Bass Hill Drive-In Cinema in Australia Photo: Wikipedia
How expensive was to develop a drive-in movie location when compared to a movie theatre in the city? One needed land, a small concrete block concession stand in the middle, poles with speakers, plenty space to park the oversized gas guzzlers of the 1970s, and a very large outdoor screen with a projection room.

Chriss is sure that today drive-ins are no longer needed. “When you can live together and play around without public shame, who needs the darkness and privacy of a backseat at an outdoor movie? Who says liberalism isn’t bad for business?”

My first encounter with drive-in movies was with my husband, in the late 1970s in Houston, MS. The town had 3,000 people on a cats and dogs rainy day. Of course, we were only interested in popcorn and the Amityville Horror movie that was playing then.

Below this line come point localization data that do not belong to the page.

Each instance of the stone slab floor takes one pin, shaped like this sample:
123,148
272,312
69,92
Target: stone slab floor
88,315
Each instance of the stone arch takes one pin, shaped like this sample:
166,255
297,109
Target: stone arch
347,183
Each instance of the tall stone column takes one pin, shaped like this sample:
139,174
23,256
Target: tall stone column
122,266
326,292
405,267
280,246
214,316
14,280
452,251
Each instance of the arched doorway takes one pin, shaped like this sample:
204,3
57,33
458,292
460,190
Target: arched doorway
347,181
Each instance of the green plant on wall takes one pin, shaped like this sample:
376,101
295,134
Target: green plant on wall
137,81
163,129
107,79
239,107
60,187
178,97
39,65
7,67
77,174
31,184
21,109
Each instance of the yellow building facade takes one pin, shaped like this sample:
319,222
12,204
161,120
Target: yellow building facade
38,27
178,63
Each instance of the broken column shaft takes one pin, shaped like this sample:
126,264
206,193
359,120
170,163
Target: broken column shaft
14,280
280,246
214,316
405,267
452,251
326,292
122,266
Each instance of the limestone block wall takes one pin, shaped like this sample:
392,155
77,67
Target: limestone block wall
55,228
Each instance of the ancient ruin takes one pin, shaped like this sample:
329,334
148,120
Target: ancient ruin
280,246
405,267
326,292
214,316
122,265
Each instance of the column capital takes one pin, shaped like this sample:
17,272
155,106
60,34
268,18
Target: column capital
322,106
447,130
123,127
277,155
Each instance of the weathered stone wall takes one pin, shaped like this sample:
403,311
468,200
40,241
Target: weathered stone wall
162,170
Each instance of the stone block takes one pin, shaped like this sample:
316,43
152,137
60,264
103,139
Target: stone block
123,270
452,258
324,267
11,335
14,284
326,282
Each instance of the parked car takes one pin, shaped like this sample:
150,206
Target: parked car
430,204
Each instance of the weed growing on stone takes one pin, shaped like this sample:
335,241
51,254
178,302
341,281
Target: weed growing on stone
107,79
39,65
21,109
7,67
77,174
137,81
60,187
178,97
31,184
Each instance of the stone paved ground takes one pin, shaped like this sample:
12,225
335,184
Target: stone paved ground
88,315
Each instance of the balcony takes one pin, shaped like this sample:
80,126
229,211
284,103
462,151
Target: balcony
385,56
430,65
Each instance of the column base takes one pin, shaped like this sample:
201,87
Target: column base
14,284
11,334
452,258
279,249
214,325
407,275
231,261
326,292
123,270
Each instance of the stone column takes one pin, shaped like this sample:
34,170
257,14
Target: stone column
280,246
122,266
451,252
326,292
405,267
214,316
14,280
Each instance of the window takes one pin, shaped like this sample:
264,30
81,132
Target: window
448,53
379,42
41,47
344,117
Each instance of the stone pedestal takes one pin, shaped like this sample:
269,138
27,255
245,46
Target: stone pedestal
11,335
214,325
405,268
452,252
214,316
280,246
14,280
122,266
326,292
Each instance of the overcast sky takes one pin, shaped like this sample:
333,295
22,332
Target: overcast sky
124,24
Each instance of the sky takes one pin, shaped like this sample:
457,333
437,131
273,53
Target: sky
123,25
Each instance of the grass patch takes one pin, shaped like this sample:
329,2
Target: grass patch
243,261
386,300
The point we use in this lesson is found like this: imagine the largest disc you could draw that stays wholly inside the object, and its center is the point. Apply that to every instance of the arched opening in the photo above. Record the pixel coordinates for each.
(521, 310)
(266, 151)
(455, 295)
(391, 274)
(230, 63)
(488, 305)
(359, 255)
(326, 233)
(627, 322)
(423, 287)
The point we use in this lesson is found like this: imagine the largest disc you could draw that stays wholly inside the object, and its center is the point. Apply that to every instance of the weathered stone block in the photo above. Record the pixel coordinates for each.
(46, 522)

I was taking in the novel experience in our solid metal, 1962 puke-green Impala Chevrolet which used to be his grandpa's fishing car. It was missing an essential ingredient for comfort - large pieces of foam in the middle of the seats, so we used towels to make it seat-able. We were kind of embarrassed to drive it to church and park it next to all the brand new Cadillacs and Lincolns, but at the drive-in, no problem.

We could also eat sunflower seeds and spit the hulls out the window like the “uneducated, barefoot, and pregnant” Mississippians that we were. We were really interested in high school students having a clean-the-grounds job at the end of the movies for the entire summer.

I loved the Woody Woodpecker cartoons and those of Heckle and Jeckle, the talking magpies, that preceded the movies and during intermission when we could buy hot dogs and candy so we could get diabetes in our 50s and become beached whales. https://en.wikipedia.org/wiki/Heckle_and_Jeckle

To my knowledge, nobody's window fell out from holding the heavy sound speakers which we had to hook onto the lowered driver’s window. There was not much that had not been torn in the car by the previous owner who was an avid fisherman and threw all his junk in the back seat, letting it steep in the steamy southern weather, often turning into a moldy paste of curious origins which I had to clean with own little city girl hands.

The car burned two quarts of oil a week and it was the nightmare of my father-in-law’s hundreds of heads of cattle who were peacefully grazing in the pastures, unaware that a gas guzzling, oil burning monster was speeding all over the place with me at the wheel, trying to learn how to drive.

Occasionally I would drive over fresh manure which would slushily splash up into the air and splatter on my Impala's back windows and doors. It was the poor cows’ revenge for disturbing their tranquility. I think they had memories of the daily scare I subjected them to because I always had to walk close to fences in case a bull or a cow charged and I had to bail out of that enclosure.

A quick search reveals that in 2014 there were 338 drive-in theatres left in America. The youth of today would probably consider them a nuisance, an antiquated way to spend a weekend. But for many Americans of past generations it was a most entertaining way to spend Friday night, merging the love of cars with movies, dating, and making out in the back of their parents’ car. http://www.nerve.com/entertainment/drivein-theater-open-find-location

The tickets were affordable, an uncomplicated entertainment for small communities that had nothing else to do on a sticky summer night. Although today we have so much more to amuse us, the disappearing drive-ins remain part of the Americana and its nostalgia.